アドビの株価は米東部時間12日午前に480ドルを下回り、11月5日以降の最低水準となった。同社の株価の過去24時間の下落率は、3月15日に記録した下落率の13.6%を上回った。
アドビが11日に発表した第4四半期の売上高は、アナリスト予想の55億4000万ドル(約8468億円)を上回る56億1000万ドル(約8560億円)で、「史上最高の四半期売上高を記録した」と同社のシャントヌ・ナラヤンCEOは語った。また、調整後の1株当たり利益も4.81ドルで、アナリスト予想の4.67ドルを上回った。
ナラヤンCEOは、同社のこの業績が、成長する人工知能(AI)市場からの追い風を受けたクラウドサービスに対する強い需要に牽引されたと説明した。
しかし、第4四半期の売上高と利益が予想を上回った一方で、アドビは来期の2025年度の収益が233億ドル(約3兆5600億円)から235億ドル(約3兆5800億円)、現四半期の収益が56億3000万ドル(約8605億円)から56億8000万ドル(約8682億円)にとどまると予測した。この予測は、いずれもアナリスト予測である238億ドル(約3兆6400億円)と57億2000万ドル(約8743億円)を下回った。投資家の間では、OpenAIのような新興勢力がアドビから市場シェアを奪うのではないかとの懸念が根強いとブルームバーグは報じた。
アドビの株価は、年初来で約18%下落しており、同期間に42%以上も上昇したハイテク中心のナスダックを大きく下回るパフォーマンスとなっている。
アドビの時価総額は、11日時点では2420億ドル(約36兆9900億円)だったが、株価の下落によって約330億ドル(約5兆400億円)を喪失し、2089億ドル(約31兆9000億円)に落ち込んだ。
アドビは、2024年の4つの四半期すべてで市場予測を上回る業績を上げたが、同社の株価は収益成長の鈍化を見込む予測を受けて下落している。
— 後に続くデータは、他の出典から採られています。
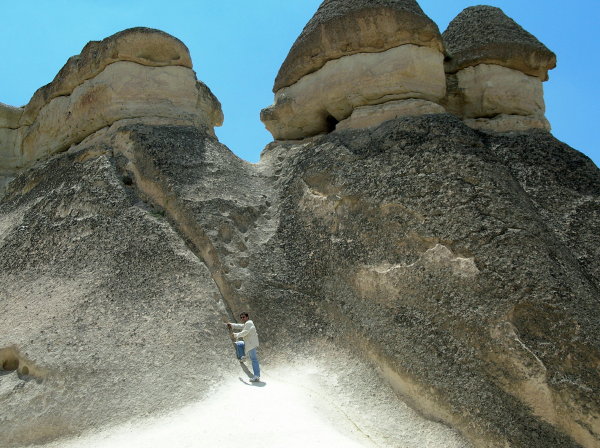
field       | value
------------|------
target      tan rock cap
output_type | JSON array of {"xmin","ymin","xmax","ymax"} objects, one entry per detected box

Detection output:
[
  {"xmin": 21, "ymin": 27, "xmax": 192, "ymax": 125},
  {"xmin": 273, "ymin": 0, "xmax": 443, "ymax": 92},
  {"xmin": 442, "ymin": 5, "xmax": 556, "ymax": 81}
]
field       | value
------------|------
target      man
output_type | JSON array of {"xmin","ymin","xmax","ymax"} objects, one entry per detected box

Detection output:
[{"xmin": 227, "ymin": 313, "xmax": 260, "ymax": 383}]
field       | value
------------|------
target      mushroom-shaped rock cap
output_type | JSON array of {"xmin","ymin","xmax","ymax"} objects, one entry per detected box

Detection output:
[
  {"xmin": 25, "ymin": 27, "xmax": 192, "ymax": 124},
  {"xmin": 442, "ymin": 5, "xmax": 556, "ymax": 81},
  {"xmin": 273, "ymin": 0, "xmax": 443, "ymax": 92}
]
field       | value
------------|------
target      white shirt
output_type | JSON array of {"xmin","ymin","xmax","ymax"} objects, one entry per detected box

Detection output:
[{"xmin": 231, "ymin": 320, "xmax": 258, "ymax": 353}]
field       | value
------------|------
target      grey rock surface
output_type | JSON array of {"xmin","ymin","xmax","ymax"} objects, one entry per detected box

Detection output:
[
  {"xmin": 0, "ymin": 115, "xmax": 600, "ymax": 447},
  {"xmin": 442, "ymin": 5, "xmax": 556, "ymax": 81}
]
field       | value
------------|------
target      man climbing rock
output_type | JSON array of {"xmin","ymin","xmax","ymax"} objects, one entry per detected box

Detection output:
[{"xmin": 227, "ymin": 313, "xmax": 260, "ymax": 383}]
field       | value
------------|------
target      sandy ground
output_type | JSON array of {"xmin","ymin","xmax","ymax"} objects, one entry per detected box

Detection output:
[{"xmin": 46, "ymin": 350, "xmax": 470, "ymax": 448}]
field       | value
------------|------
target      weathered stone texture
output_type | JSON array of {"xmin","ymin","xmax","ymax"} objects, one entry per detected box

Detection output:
[
  {"xmin": 261, "ymin": 45, "xmax": 446, "ymax": 140},
  {"xmin": 273, "ymin": 0, "xmax": 443, "ymax": 93},
  {"xmin": 0, "ymin": 28, "xmax": 223, "ymax": 189},
  {"xmin": 442, "ymin": 6, "xmax": 556, "ymax": 133},
  {"xmin": 442, "ymin": 6, "xmax": 556, "ymax": 81}
]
アドビがウォール街の予測を下回るガイダンスを示した理由は明らかになっていない。
アドビのデジタルメディア部門のプレジデントを務めるデイビッド・ワドワーニは、投資家に対し同社が現在の会計年度の見積もりに「総体的な」アプローチを取っており、今後は新製品の導入もあって、2024年と比較して顧客の成長が、「少し異なるものになるだろう」と語った。
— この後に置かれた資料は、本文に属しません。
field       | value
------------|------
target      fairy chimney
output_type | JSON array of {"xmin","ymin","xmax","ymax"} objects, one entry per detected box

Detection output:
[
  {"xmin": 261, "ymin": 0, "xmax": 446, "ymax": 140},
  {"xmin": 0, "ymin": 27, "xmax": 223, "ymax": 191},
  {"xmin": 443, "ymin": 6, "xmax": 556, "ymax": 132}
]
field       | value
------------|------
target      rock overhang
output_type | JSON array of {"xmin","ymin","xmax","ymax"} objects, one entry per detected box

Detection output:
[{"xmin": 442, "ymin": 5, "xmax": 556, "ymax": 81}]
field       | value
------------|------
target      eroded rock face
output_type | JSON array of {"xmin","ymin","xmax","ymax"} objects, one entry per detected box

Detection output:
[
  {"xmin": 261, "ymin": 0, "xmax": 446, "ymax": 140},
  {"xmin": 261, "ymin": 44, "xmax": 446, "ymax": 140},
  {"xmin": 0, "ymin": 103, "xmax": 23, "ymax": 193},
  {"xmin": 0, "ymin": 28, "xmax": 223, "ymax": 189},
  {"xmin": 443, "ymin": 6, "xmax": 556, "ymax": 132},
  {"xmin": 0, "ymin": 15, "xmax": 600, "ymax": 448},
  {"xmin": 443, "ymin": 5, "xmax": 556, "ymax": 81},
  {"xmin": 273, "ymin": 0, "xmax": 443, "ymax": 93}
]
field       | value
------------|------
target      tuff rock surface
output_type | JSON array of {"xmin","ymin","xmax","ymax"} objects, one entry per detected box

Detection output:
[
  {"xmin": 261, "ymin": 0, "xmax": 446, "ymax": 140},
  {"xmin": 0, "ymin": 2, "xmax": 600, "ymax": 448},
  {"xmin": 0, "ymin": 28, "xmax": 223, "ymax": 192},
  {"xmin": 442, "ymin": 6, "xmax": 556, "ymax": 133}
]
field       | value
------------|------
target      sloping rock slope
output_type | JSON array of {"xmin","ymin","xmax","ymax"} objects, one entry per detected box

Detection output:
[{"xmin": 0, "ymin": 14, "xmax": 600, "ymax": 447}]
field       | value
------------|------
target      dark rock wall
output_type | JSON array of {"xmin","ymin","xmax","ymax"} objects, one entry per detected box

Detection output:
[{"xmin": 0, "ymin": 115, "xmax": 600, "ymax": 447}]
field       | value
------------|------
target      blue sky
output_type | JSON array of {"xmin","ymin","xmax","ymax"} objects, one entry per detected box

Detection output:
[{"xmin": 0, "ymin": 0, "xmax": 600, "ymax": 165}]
アドビは、4月にテキストから動画を生成する独自の生成AIツールであるFireflyのリリースを発表したが、このツールについて投資会社ウィリアム・ブレアのアナリストは9月に、アドビの長期的な業績にポジティブな影響を与えると評価していた。Fireflyは、ChatGPTのSoraなどの類似のツールと競合することになる。